Approximately 1,300 disabled veterans were overpaid thousands of dollars under a Veterans Affairs Department education benefits program last year and now must figure out a way to pay that money back.
Why? Mostly because staff at VA regional offices didn’t check emails, a recent investigation by the VA Office of Inspector General has found.
The overpayments happened during the 2016-2017 academic year under the VA’s second-largest education program, Dependents’ Educational Assistance, which pays up to $1,224 for schooling per month to spouses and children of totally and permanently disabled veterans or deceased service members.
Veterans who are 100 percent service disabled are eligible to receive monthly stipends of $266 for each college-aged child they have in school as part of their disability check from the VA. But these benefits cannot overlap with DEA.
Yet, in it at least 70 percent of cases during the 2016-17 school year, they did, in large part because emails from veterans claim examiners were going unread at many VA regional offices.
Now, vets who were overpaid owe VA a total of $4.5 million for the department’s mistake — an average of more than $3,400 each.
This represents “a hardship for seriously disabled veterans,” the report states.
In its review of all 58 VA regional offices, Office of Inspector General auditors found that as of May 2018, 25 had an approximate total of 4,600 unread emails dating back to August 2016. The majority of these emails, 67 percent, were about DEA benefits and potentially required adjustments to veterans’ claims to keep them from being overpaid.
In interviews recorded in the report, VA staff at seven of these offices said they had not been monitoring mailboxes related to the DEA program before the audit.
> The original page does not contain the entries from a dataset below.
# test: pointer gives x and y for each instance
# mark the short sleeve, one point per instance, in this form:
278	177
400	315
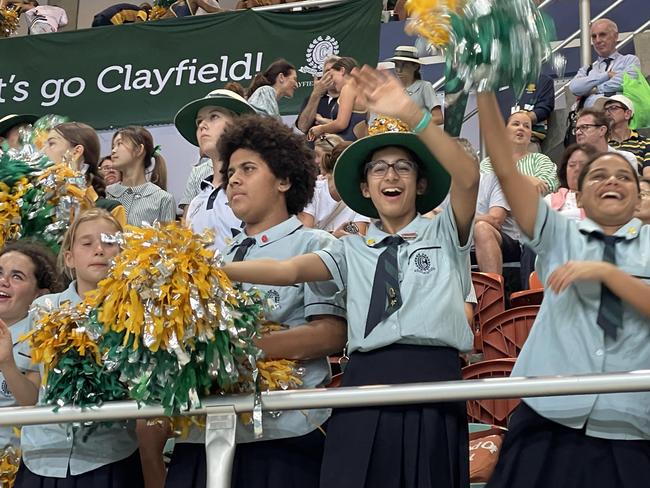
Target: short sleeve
324	297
For example, a representative from the Oakland, California, office “stated that the mailbox had not been monitored for three years because managers had been reassigned, but not their mailbox monitoring duties.”
Another in Houston said the DEA inbox was “not considered a workload priority” because of other workload targets the office was required to meet, according to the report.
Already, the VA has instituted a new policy requiring regional offices to check DEA-related emails twice a month, Susan Carter, a spokesperson for the agency, said in an email.
Additionally, the VA Office of Field Operations has committed to sending weekly reminders to check the emails to the regional offices and will likely incorporate oversight of this into future site visits, according to the report.
Joe Plenzler, a spokesman for Wounded Warrior Project, said the organization is concerned about the impact these overpayments will have on the affected veterans and plans to work with VA on the department’s plans to remedy the situation.
“We would hope that the VA would avoid any significant disruptions or financial burdens on the recipients,” he said in an email.
Carter said the agency has already identified the veterans who were overpaid and expects to complete all payment adjustments by June 30. Veterans will have several payment options available.
“VA is implementing improvements that will focus on the timely establishment of compensation adjustments, ensuring receipt of DEA program benefit notifications by VA regional office staff, and promptly identifying and rectifying payment duplications,” Carter said.
The inspector general’s report also recommends VA move to an electronic system to better identify when there’s a potential for veterans to get paid out of both programs in order to cut down on overpayments.
If delays continue, the report states, the VA could end up paying another $22.5 million in improper payments over the next five years.